Le dispositif consiste à descendre verticalement dans l'eau à l'aide d'un câble reliant une chambre qui se présente avec ou sans plancher : la chambre est dite fermée ou ouverte. Elle emprisonne un volume d'air suffisant à l'activité d'une ou plusieurs personnes ; celle-ci pouvant se prolonger si l'air peut être renouvelé, ce qui est le cas avec les appareillages modernes.

Ce type de matériel est actuellement largement utilisé pour véhiculer du matériel et du personnel entre la surface et des zones de travail sub-aquatiques (chantiers d'élévation et d'entretien des ponts, câbles subaquatiques, exploration pétrolière, océanographie, constructions lacustres, etc.).

Histoire[modifier | modifier le code]

Alexandre le Grand (Iskander) dans sa colympha (miniature persane du XVIe siècle).
Cloche à plongeur de la fin du XVIIe siècle ayant servi à récupérer les canons du Kronan (Suède, musée de la Marine de Karlskrona).

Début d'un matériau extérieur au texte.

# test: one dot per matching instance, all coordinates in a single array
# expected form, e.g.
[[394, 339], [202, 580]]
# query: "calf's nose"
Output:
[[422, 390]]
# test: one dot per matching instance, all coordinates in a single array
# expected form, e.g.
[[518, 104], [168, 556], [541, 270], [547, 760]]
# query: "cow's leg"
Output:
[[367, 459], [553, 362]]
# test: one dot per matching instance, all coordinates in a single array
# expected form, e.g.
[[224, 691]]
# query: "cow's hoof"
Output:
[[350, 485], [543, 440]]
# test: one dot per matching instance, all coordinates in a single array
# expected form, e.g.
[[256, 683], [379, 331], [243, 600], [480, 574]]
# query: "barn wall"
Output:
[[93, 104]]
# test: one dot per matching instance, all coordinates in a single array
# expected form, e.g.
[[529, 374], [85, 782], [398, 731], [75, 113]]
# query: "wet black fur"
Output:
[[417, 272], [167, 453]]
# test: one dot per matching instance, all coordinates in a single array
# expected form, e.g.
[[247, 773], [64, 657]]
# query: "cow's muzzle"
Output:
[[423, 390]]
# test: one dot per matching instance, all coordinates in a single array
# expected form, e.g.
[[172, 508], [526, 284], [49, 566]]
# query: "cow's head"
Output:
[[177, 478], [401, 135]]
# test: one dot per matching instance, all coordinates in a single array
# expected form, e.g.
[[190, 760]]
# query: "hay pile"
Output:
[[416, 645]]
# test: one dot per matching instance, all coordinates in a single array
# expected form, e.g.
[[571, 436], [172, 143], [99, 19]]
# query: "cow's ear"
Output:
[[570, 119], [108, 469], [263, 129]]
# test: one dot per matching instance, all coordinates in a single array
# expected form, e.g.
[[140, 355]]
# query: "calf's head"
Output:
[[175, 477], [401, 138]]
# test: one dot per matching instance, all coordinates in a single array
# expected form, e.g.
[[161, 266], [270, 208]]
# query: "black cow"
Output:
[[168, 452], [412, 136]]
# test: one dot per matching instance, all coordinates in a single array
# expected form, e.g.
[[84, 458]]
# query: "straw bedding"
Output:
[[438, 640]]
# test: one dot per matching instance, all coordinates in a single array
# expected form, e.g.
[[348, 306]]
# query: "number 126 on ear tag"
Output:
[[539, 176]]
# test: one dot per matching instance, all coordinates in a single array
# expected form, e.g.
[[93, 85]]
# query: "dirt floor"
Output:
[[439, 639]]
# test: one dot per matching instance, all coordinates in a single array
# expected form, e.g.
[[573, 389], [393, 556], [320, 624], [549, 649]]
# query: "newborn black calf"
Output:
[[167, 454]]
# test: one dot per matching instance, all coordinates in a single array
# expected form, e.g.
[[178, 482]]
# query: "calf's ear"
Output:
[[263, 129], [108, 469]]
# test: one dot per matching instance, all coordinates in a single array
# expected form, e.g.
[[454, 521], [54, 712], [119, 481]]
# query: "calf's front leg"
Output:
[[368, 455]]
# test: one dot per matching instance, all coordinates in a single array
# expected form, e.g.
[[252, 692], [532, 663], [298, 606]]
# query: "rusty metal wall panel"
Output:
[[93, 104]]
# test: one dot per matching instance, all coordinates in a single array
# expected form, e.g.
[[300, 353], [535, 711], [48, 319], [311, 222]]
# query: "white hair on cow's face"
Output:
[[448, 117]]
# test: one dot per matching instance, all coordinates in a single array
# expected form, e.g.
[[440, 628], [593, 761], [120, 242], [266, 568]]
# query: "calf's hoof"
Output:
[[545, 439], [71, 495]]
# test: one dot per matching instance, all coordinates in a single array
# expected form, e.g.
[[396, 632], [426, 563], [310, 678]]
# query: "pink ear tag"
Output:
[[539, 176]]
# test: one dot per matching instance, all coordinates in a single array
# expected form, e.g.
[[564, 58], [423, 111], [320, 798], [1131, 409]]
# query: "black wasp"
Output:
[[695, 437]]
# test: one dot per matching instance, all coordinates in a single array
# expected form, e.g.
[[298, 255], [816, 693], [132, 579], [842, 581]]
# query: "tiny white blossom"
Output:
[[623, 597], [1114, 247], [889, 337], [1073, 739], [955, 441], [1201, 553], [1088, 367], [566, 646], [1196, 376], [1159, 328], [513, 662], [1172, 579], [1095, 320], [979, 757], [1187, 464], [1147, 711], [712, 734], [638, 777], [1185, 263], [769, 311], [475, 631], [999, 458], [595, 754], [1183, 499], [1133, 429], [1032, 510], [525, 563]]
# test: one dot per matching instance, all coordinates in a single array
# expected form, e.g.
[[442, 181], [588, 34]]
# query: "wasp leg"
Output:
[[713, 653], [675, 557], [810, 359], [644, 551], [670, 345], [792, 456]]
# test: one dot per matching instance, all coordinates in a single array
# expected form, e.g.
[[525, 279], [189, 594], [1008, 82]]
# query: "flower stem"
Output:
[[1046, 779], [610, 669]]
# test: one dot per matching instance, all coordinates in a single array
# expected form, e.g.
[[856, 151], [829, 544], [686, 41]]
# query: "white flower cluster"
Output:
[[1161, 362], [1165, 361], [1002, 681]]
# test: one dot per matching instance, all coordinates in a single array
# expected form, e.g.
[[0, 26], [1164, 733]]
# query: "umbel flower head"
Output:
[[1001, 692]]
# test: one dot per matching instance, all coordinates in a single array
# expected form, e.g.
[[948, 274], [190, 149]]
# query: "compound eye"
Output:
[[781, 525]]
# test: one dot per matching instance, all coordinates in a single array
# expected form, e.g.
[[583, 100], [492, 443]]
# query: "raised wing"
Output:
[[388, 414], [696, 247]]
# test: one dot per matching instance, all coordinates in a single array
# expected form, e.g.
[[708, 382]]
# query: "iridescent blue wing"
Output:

Une forme de dispositif similaire aurait été utilisée durant l'Antiquité par Alexandre le Grand en 322 av. J.-C., lequel était conseillé par Aristote. Baptisé colympha, l'engin était selon la légende formé d'un grand tonneau percé de plaques de verre, grâce auquel le souverain aurait exploré les fonds méditerranéens à plusieurs mètres de la surface. Cet épisode, qui appartient à la geste d'Alexandre, est présent dans l'iconographie syriaque puis se diffuse en Occident[2],[3].

En 1562, paraît à Venise, l'essai illustré Regola generale di soleuare ogni fondata naue & nauilii con ragione (Règles de la nage et de la navigation) par Niccolo Tartaglia : les gravures montrent de nombreux dispositifs de plongée dont des cloches et des casques de scaphandres primitifs (en verre).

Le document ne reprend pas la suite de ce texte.